如何将行合并为Spark数据框的列作为有效的json以在mysql中写入 [英] how to merge rows into column of spark dataframe as vaild json to write it in mysql
本文介绍了如何将行合并为Spark数据框的列作为有效的json以在mysql中写入的处理方法,对大家解决问题具有一定的参考价值,需要的朋友们下面随着小编来一起学习吧!
问题描述
我正在尝试将多行合并为一列,作为spark数据帧(spark 1.6.1)中的有效json格式.然后我希望将其存储在mysql表中.

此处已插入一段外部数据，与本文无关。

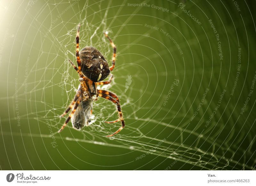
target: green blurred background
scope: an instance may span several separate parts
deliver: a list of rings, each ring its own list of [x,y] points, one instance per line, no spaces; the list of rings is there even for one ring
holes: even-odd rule
[[[0,168],[255,169],[255,7],[1,0]],[[117,118],[116,106],[100,98],[92,125],[57,133],[79,84],[67,59],[75,62],[79,23],[81,48],[97,48],[110,65],[103,31],[117,46],[114,82],[102,88],[118,96],[125,116],[114,138],[105,136],[121,124],[103,121]]]

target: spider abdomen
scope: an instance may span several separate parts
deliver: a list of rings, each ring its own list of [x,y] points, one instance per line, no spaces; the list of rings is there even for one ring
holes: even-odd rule
[[[94,82],[105,79],[110,72],[108,63],[102,54],[92,47],[86,47],[79,52],[83,74]]]

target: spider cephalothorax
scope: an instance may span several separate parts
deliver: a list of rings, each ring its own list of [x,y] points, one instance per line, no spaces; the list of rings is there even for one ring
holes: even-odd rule
[[[78,25],[76,35],[76,67],[70,60],[69,62],[79,74],[80,84],[73,101],[68,107],[60,116],[64,116],[72,109],[72,111],[61,128],[60,132],[67,125],[71,119],[73,127],[77,129],[87,126],[91,121],[91,116],[92,112],[92,97],[96,95],[95,100],[97,100],[98,96],[111,101],[116,104],[119,119],[113,121],[105,121],[107,123],[112,123],[121,121],[122,126],[116,132],[108,137],[112,136],[118,133],[124,127],[124,121],[119,99],[117,96],[113,92],[105,90],[98,89],[97,85],[107,84],[112,80],[113,75],[110,75],[108,81],[101,81],[105,79],[115,67],[116,47],[106,33],[104,34],[110,42],[113,48],[114,52],[112,58],[112,66],[108,65],[102,54],[99,50],[92,47],[86,47],[79,52],[79,31]]]

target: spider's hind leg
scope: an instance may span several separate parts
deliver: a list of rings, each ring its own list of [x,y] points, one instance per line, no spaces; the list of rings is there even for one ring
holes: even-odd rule
[[[113,70],[113,69],[115,68],[115,66],[116,64],[116,46],[115,44],[114,44],[114,43],[113,43],[113,42],[112,41],[112,40],[110,38],[108,37],[108,34],[107,32],[104,32],[104,34],[105,35],[108,39],[108,40],[110,42],[110,43],[111,44],[111,46],[112,46],[112,47],[113,48],[113,57],[112,58],[112,66],[109,67],[109,69],[110,69],[110,71],[112,71]]]
[[[99,96],[111,101],[114,103],[116,104],[117,106],[117,111],[119,114],[119,118],[117,120],[112,122],[114,123],[118,121],[121,121],[122,126],[116,132],[113,134],[107,136],[107,137],[113,136],[120,132],[125,126],[124,121],[124,118],[123,117],[123,113],[121,111],[121,107],[120,106],[119,99],[116,94],[110,91],[100,89],[98,90],[98,93]]]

I am trying to merge multiple rows into one column as vaild json format in spark dataframe (spark 1.6.1). and then I want it to be stored in mysql table.
我的原点火花数据框如下:
my origin spark dataframe like below:
|user_id |product_id|price |
|A |p1 |3000 |
|A |p2 |1500 |
|B |P1 |3000 |
|B |P3 |2000 |
我想像这样转换上面的表格:
I want to convert above table like this:
|user_id |contents_json
|A |{(product_id:p1, price:3000), (product_id:p2, price:1500)}
|B |{{product_id:p1, price:3000), (product_id:p3, price:2000)}
然后将上面的表放到mysql表中.
and then put above table into mysql table.
这与爆炸的方式完全相反,但我找不到正确的方法.
it is exactly opposite way of explode but I can't find a right way.
推荐答案
我假设您正在寻找下面显示的JSON输出.
I assume you are looking for below shown JSON output.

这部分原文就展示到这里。